Il nostro motto è: “pochi ma buoni”, visto il numero di morti che popolano la nostra camera. Rimasti orfani dell’erede naturale del cinghialone, l’allievo Della Valle Marcello, detto il “tordone”, siamo sopravvissuti, imboscandoci egregiamente, in cinque: quattro Tx ed un mortaista.
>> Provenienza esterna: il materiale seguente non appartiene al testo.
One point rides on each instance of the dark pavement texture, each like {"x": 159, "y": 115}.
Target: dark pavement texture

Piero Ricci: “Riccio” oppure “ ho visto un riccio”E’ stato l’unico trasmettitore capace di mettere a tacere una squadra di fucilieri. Più che un uomo è un vichingo. Anche gli Ufficiali lo temevano e ne è riprova il fatto che si permetteva di arrivare in adunata in ritardo, o con la divisa sbagliata, o senza fucile, o con le calzature errate senza mai essere ripreso. In noi si è insinuato il sospetto che se fosse sceso in adunata in mutande gli ufficiali avrebbero punito il resto della compagnia perché vestiti. A questo suo aspetto esterno di fierezza si contrappone “Riccio storditone”: per tre mesi la domenica mattina si è intestardito ad indossare la drop completa ed infine gli stivaletti da lancio. Per tutta la durata del corso non ha mai perso occasione per uscire ed in questo lo ha aiutato la sua invidiabile posizione in classifica. In camerata, tutti imbottigliati, lo osservavamo vestirsi in civile ed organizzare la serata con gli altri pochi fortunati. Alla fine del corso, quando uscire e festeggiare è d’obbligo, le posizioni si sono invertite: lui punito per la prima volta in 5 mesi per scarponi sporchi e noi....... fuori. Inutile descrivere la sua espressione. Ma non finisce qui. Da sempre reporter della compagnia, famose sono diventate le sue foto strappate in momenti critici tanto da farne un “Reporter d’assalto”. A volte si pittava solo per poter strappare una foto agli ufficiali in atteggiamenti particolari: modello “paparazzo naja”. Anzi quasi è riuscito nella sua opera massima, nella foto da copertina, laddove nessun reporter è giunto mai.... l’intento di fotografare il ten. Fiore mentre lo punisce!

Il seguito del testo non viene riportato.